Phase 14: Tooling & Developer Experience¶

Overview¶

Phase 14 adds developer tooling: a Claude Code MCP server, analysis utilities, visualization tools, and 6 new Claude skills. All new code lives in stochastic_warfare/tools/ — purely additive, no modifications to existing simulation code.

Test count: 125 new tests (4,372 total passing)

Sub-phases¶

14a: MCP Server (36 tests)¶

tools/__init__.py — Package init
tools/serializers.py — JSON serialization for numpy, datetime, enum, Position, inf/nan, dataclasses, pydantic models
tools/result_store.py — LRU cache (max 20) for run results with store/get/latest/list_runs/clear
tools/mcp_server.py — FastMCP server with 7 tools: run_scenario, query_state, run_monte_carlo, compare_results, list_scenarios, list_units, modify_parameter
tools/mcp_resources.py — 3 resource providers: scenario://{name}/config, unit://{category}/{type}, result://{run_id}

Key decisions: - asyncio.to_thread() for blocking simulation calls - All tools return JSON; errors return {"error": true, "error_type": "...", "message": "..."} - mcp[cli]>=1.2.0 as optional dependency (uv sync --extra mcp) - Console script entry point: stochastic-warfare-mcp

14b: Analysis Tools (63 tests)¶

tools/narrative.py — Registry-based template system with ~15 built-in formatters for event types. generate_narrative() groups events by tick, format_narrative() supports full/summary/timeline styles.
tools/tempo_analysis.py — FFT spectral analysis of event frequency by 5 categories (Combat, Detection, C2, Morale, Movement). OODA cycle timing extraction from OODAPhaseChangeEvent sequences. 3-panel plot (time series, FFT spectrum, OODA boxplot).
tools/comparison.py — A/B statistical comparison using Mann-Whitney U test with rank-biserial effect size. compare_distributions() for direct use, run_comparison() for full scenario-based comparison.
tools/sensitivity.py — Parameter sweep over calibration overrides. Same seed sequence at every point. Errorbar plot output.
tools/_run_helpers.py — Shared batch runner used by comparison and sensitivity modules. Temp YAML pattern from CampaignRunner.

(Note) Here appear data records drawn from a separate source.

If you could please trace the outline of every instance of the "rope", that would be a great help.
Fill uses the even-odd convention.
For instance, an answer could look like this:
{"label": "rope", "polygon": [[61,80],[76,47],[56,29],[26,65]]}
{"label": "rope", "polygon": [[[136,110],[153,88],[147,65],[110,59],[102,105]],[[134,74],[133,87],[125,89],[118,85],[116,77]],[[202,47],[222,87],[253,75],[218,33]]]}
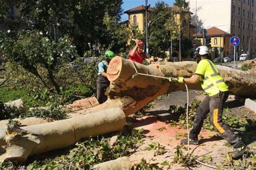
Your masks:
{"label": "rope", "polygon": [[132,78],[133,78],[134,77],[135,77],[137,75],[145,75],[145,76],[147,76],[168,79],[168,77],[166,77],[159,76],[157,76],[157,75],[150,75],[150,74],[147,74],[140,73],[138,72],[138,70],[136,68],[136,67],[135,66],[135,64],[134,64],[134,62],[132,61],[132,60],[130,60],[130,61],[132,62],[132,65],[133,66],[133,68],[134,68],[135,72],[136,72],[135,74],[132,75]]}
{"label": "rope", "polygon": [[[133,65],[133,67],[135,69],[135,71],[136,71],[135,74],[132,75],[132,78],[133,78],[136,75],[139,74],[139,75],[145,75],[145,76],[151,76],[151,77],[158,77],[158,78],[168,79],[168,77],[163,77],[163,76],[157,76],[157,75],[149,75],[149,74],[146,74],[139,73],[138,72],[138,71],[136,69],[136,67],[135,67],[135,65],[134,63],[134,62],[133,62],[132,61],[132,61],[132,65]],[[186,91],[187,91],[186,124],[187,124],[187,154],[190,157],[190,133],[189,133],[190,129],[189,129],[189,128],[188,128],[188,89],[187,88],[187,84],[185,84],[185,83],[184,83],[184,84],[185,84],[185,86],[186,87]],[[208,154],[208,153],[208,153],[207,154]],[[193,158],[192,157],[190,157],[190,158]],[[215,166],[206,164],[198,160],[197,159],[197,158],[195,159],[194,160],[196,162],[197,162],[198,163],[199,163],[200,164],[201,164],[204,166],[207,166],[207,167],[211,167],[212,168],[214,168],[214,169],[217,168],[217,167]]]}

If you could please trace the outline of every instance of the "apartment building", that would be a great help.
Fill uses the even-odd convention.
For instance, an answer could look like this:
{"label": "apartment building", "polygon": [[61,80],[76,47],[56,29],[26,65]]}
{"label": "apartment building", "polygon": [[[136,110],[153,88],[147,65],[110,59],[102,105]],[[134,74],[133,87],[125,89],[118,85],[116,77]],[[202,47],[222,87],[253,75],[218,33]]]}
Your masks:
{"label": "apartment building", "polygon": [[[172,6],[170,7],[173,10],[178,11],[174,18],[178,23],[179,29],[182,29],[182,32],[185,37],[192,38],[193,35],[193,30],[194,26],[190,23],[190,18],[186,17],[186,14],[188,12],[184,9],[177,6]],[[149,9],[149,16],[150,13],[153,12],[154,9],[150,8]],[[129,9],[124,12],[129,15],[129,26],[138,26],[139,30],[143,32],[145,28],[145,6],[143,5],[138,6],[134,8]]]}
{"label": "apartment building", "polygon": [[11,5],[6,17],[4,18],[0,18],[0,30],[19,30],[26,28],[28,28],[28,24],[21,18],[20,9],[14,4]]}
{"label": "apartment building", "polygon": [[[197,16],[193,24],[198,31],[215,26],[238,37],[245,53],[256,53],[256,0],[187,1],[191,12]],[[232,54],[232,47],[229,48]]]}

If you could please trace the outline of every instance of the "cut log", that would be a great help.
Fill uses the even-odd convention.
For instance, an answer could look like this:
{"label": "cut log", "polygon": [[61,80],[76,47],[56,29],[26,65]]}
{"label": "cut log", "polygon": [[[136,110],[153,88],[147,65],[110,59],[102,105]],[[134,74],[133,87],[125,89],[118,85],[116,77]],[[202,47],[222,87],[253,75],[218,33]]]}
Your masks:
{"label": "cut log", "polygon": [[7,128],[0,151],[0,162],[5,160],[24,161],[29,155],[64,148],[81,138],[120,130],[125,115],[119,108],[103,110],[74,118],[23,127]]}
{"label": "cut log", "polygon": [[129,158],[126,157],[122,157],[115,160],[105,162],[94,165],[90,169],[98,170],[129,170],[131,167]]}
{"label": "cut log", "polygon": [[75,101],[72,104],[69,104],[66,108],[75,111],[93,108],[99,104],[96,97],[92,97]]}
{"label": "cut log", "polygon": [[[127,116],[134,114],[158,96],[172,91],[184,90],[184,84],[170,82],[167,79],[138,75],[132,78],[136,72],[165,77],[191,77],[197,66],[196,62],[166,62],[164,65],[153,64],[145,66],[129,60],[116,56],[110,61],[107,70],[107,78],[111,81],[110,98],[130,96],[136,102],[132,107],[124,111]],[[256,74],[255,69],[242,71],[225,66],[217,66],[220,74],[230,88],[231,94],[242,96],[256,96]],[[199,83],[188,86],[190,89],[200,89]],[[99,107],[100,105],[99,105]]]}

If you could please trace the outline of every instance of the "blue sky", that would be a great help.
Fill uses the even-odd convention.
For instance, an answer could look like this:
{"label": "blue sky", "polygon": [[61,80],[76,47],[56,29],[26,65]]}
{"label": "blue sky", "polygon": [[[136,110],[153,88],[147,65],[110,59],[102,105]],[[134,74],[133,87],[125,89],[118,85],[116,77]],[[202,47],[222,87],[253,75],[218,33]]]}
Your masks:
{"label": "blue sky", "polygon": [[[168,4],[170,6],[172,6],[173,2],[175,0],[161,0]],[[154,7],[154,4],[159,1],[159,0],[147,0],[147,3],[151,5],[151,7]],[[128,10],[130,9],[133,8],[134,7],[145,5],[145,0],[123,0],[124,3],[123,4],[122,8],[124,9],[124,11]],[[123,14],[122,16],[122,20],[125,20],[128,19],[128,15],[126,13]]]}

14c: Visualization (26 tests)¶

tools/charts.py — 6 chart functions: force_strength_chart, engagement_network, supply_flow_diagram, engagement_timeline, morale_progression, mc_distribution_grid. All return matplotlib.figure.Figure, no plt.show().
tools/replay.py — Animated battle replay via FuncAnimation. extract_replay_frames() from snapshot data, create_replay() with side-colored scatter plots and engagement lines, save_replay() to GIF/MP4.

Key decisions: - matplotlib.use("Agg") at module level to avoid Tk backend issues on headless/Windows - networkx graph for engagement network visualization (already a dependency)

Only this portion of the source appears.